I'm sorry to hear that he has stoped trading and hope that he can get the business up and running again...I just hope that the next time he will run things a little better or at least stop taking orders when he is over run.


----------



## morelia-inc-uk (Apr 9, 2008)

leptophis said:


> You wont be able to place an order till the change which might be taking place has taken place, but either way you wont be ripped off, *Mike is a genuine guy* who has had some hassles, and has now ceased trading, it is a shame as he worked tirelessly and as I said is a genuine guy, I am sorry this has happened to him, *but at least he doesent now have to put up with certain people sticking the knife in who know didly squat about how hard he has found it and should spend more time concentrating on not killing their reptiles*.


The above wording that i have highlighted really is either off track or to be honest rather immature.

The fact is no one has slated Mike as a person and i am sure he is a genuine guy, they have critised the companys ability to communicate, delivery times and fullfillment of orders placed. When you call up BT although there service in my *opinion* is :censor: it doesnt mean the person i am dealing with is not a genuine person.

As for finding it hard and sticking the knife in unfortunatly if you place an order with someone for something unless that item is there on the given arranged date it causes some bad feeling whether to do with vivarium or anything really. 
As for the last few words i will leave that down to peoples perceptions of childish or not. Personally i believe an animals habitat should be setup before the animal arrives so killing animals due to lack of vivarium is nothing to do with a vivarium builder. 

I personally have had problems with Mike when he first opened the buisness but i dont believe forums are meant to be used at grounds to slag/jeopardise peoples buisness because at the end of the day i am sure there are thousands out there happy with there products from Mike as with any buisness, you cant please everyone. 

The above holds no personnel feeling towards anyone just felt as if i wanted to throw my two pennies worth in.

Thanks

Jackie.


----------



## wohic (Jun 19, 2006)

I am of the opinion that this should be closed.

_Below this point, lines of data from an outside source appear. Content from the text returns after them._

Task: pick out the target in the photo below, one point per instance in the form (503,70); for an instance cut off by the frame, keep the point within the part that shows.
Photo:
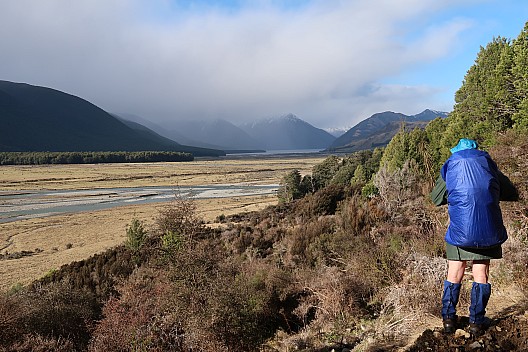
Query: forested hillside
(351,258)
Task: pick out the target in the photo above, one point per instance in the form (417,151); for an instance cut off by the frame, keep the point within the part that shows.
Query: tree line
(43,158)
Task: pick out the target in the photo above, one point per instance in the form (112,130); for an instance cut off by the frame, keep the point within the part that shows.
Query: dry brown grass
(72,237)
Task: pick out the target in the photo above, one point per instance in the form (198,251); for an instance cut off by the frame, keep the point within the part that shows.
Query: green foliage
(323,173)
(171,242)
(136,235)
(290,187)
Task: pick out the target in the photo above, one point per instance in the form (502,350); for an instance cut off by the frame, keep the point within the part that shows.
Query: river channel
(20,205)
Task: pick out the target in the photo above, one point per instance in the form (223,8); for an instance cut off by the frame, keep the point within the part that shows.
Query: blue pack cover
(473,192)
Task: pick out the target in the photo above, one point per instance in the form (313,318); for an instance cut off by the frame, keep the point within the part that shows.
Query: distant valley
(36,118)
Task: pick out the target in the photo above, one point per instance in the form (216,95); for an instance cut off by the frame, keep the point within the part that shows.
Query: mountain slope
(288,132)
(379,129)
(36,118)
(219,133)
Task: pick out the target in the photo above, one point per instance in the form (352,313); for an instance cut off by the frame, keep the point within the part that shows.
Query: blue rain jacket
(473,190)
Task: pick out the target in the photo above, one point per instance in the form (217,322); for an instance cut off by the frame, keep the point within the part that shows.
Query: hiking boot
(450,325)
(477,329)
(480,294)
(449,302)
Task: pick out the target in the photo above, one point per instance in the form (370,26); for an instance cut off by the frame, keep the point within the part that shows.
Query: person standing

HOWEVER if vivbuilder wishes to comment then i will gladly reopen it for him to comment.

To be honest i think things like this should be delt with off forum, peoples lives can be affected buy slatings and comments made, some may be true, some may not be, but it really is akin to airing ones dirty washing in public. 

(by the way this is a personal opinion )


----------



## leptophis (May 24, 2007)

Point one he has had personal abuse and slatings, so what you are saying is inaccurate, I totally agree with you that forums are not for slating businesses, you may find my words beneath you, but the fact is, there are people who have personally slated mike on here , and should spend their time on other things like husbandry.

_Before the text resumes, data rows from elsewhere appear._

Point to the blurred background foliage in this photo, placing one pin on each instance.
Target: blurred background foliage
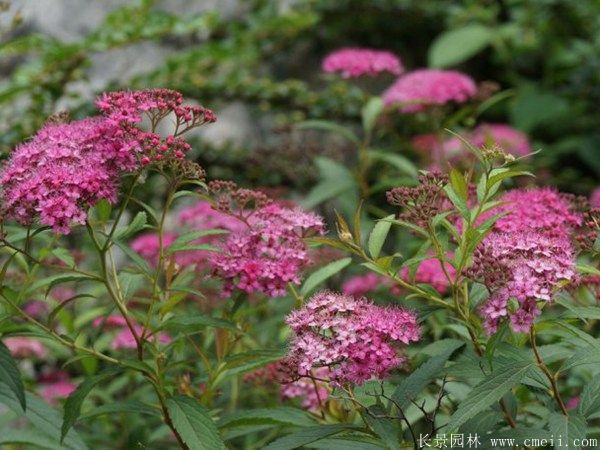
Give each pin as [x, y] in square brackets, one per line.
[257, 64]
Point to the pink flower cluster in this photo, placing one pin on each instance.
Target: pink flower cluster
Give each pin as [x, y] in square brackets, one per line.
[268, 253]
[62, 171]
[356, 62]
[127, 109]
[526, 256]
[312, 390]
[354, 338]
[24, 347]
[417, 90]
[430, 272]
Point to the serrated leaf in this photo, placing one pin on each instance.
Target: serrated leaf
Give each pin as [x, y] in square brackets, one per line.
[266, 416]
[73, 403]
[194, 424]
[590, 397]
[370, 113]
[378, 235]
[568, 428]
[333, 127]
[306, 436]
[42, 417]
[10, 375]
[488, 392]
[456, 46]
[137, 224]
[325, 272]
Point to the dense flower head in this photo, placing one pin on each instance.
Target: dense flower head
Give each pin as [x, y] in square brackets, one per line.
[268, 253]
[361, 285]
[430, 271]
[417, 90]
[127, 110]
[508, 138]
[527, 256]
[354, 338]
[25, 347]
[62, 171]
[311, 389]
[356, 62]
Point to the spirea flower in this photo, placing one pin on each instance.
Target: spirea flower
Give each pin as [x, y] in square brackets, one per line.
[62, 171]
[25, 347]
[430, 272]
[356, 62]
[527, 256]
[268, 253]
[508, 138]
[354, 338]
[417, 90]
[311, 390]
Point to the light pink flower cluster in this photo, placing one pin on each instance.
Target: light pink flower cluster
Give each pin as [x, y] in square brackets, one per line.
[354, 338]
[526, 256]
[55, 385]
[361, 285]
[356, 62]
[312, 390]
[508, 138]
[268, 253]
[417, 90]
[24, 347]
[62, 171]
[430, 272]
[127, 109]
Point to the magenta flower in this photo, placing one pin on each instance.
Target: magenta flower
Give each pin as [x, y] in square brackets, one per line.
[422, 88]
[25, 347]
[354, 338]
[430, 272]
[268, 253]
[62, 171]
[509, 139]
[527, 256]
[356, 62]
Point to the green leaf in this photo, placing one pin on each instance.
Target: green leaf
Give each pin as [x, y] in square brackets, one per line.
[192, 324]
[488, 392]
[456, 46]
[137, 224]
[590, 397]
[402, 163]
[459, 184]
[183, 241]
[133, 407]
[371, 112]
[266, 416]
[412, 385]
[569, 428]
[378, 235]
[73, 403]
[42, 417]
[323, 274]
[333, 127]
[306, 436]
[10, 376]
[458, 202]
[194, 424]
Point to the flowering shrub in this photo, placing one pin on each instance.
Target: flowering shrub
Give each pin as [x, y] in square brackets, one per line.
[210, 316]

No one is saying he hasnt had problems, but that is the nature of a small business in this climate, was the company perfect no it wasnt, but its the way people seem to almost enjoy someones demise. 

In regards to the previous statement, I know of at least two cases where the person posted on a forum before even speaking to him. Not really the way to sort out a problem,


----------



## vampkittie (Jan 12, 2008)

I certainly do not agree with the personal slating but I think that every person has the right to post about the service they received....


----------



## leptophis (May 24, 2007)

as long as its accurate and without exaggeration your right, but a great many arent, as keyboard warriors used the forum to say things they never would to the company, and if they do post then the company should be contacted by the forum for a response and then the topic sealed , The problem is it is now legal precident, for the owner of the site to be liable if any inaccuracies are posted which cause problems, I know of at least one other reptile forum where the owner was served court papers due to a post.


----------